I recently attended a virtual panel discussion that reminded me why I am proud to work and learn alongside my fellow EFers. The discussion, hosted by LGBTQ+ @EF, was called “Beyond the Rainbow: A Panel on Queer Intersectionality.”
Team members from Austin, Boston, Denver, and Toronto shared how their queer identities go beyond their gender and sexual identities. Together we used this space to form community and learn from one another, and I left the session with joy and newly gained insights into others’ lived experiences.
In honor of Pride Month I want to share the common themes that arose from listening to my colleagues share their stories:
Queer identities are intersectional identities
The LGBTQ+ community is not a monolith. Each individual’s queer identities are impacted by their other identity markers — and vice versa. During the discussion, my colleagues shared how their gender and sexual identities intersected with their racial and ethnic identities, disability, and class. To put it simply –– identities are complex. Developing more language to describe complex ideas moves us closer to better understanding each other.
Coming out is a never-ending process
This concept of “coming out” is not one moment but a continuous process that LGBTQ+ community members do throughout their lives. And it is not done lightly — sometimes it’s quite calculative. Do I share with my manager I have a boyfriend if they ask about me having a girlfriend, or will they see me differently now? Do I correct my colleague for misgendering me, or will I come across as being difficult to work with?
Being “out” is not a luxury all members of the LGBTQ+ community have. Because of discrimination and prejudice, queer people must often navigate not knowing how they will be received if they are their authentic selves. That’s why it’s important not to make assumptions when meeting others. Recognize the power of words and use inclusive language to create spaces that are supportive for all.
It takes a community
I’m a firm believer that we do nothing in life alone. That is why community is so important, not just in queer life, but for everyone. Whether it’s your family (biological or chosen), coworkers, or friends –– surrounding oneself with support and understanding is crucial to take on each day and thrive. That said, finding community is one thing — fostering it is another and requires collective effort. In the workplace, we all must work to create spaces that further acceptance.
Queer joy is inspiring
When people can be their whole selves, they can celebrate who they are. However, when your identity has been historically marginalized it can be difficult to own your confidence. But doing so is incredibly empowering and a joyous act of self-love!

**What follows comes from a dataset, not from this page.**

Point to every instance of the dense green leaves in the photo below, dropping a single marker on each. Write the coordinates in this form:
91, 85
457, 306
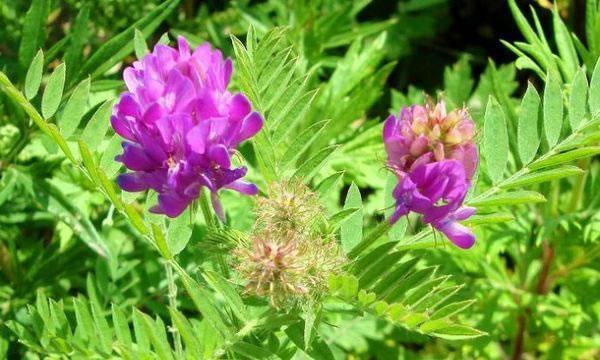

Ren M., Group Traveler Support Specialist with EF Go Ahead Tours, said it best, “Being queer gave me a second chance at life. My identity has brought me the joy and lightness of heart I had been missing while growing up. It was the best thing that has ever happened to me and allowed me to truly start living my life.”
These insights remind me why I am so proud to be queer. It also reminds me of the importance of trying to understand one another — because we open ourselves to be more inclusive when we see the world from another’s perspective. So whether it’s Pride or any other day of the year, let’s continue to work towards creating a more understanding and better world for all.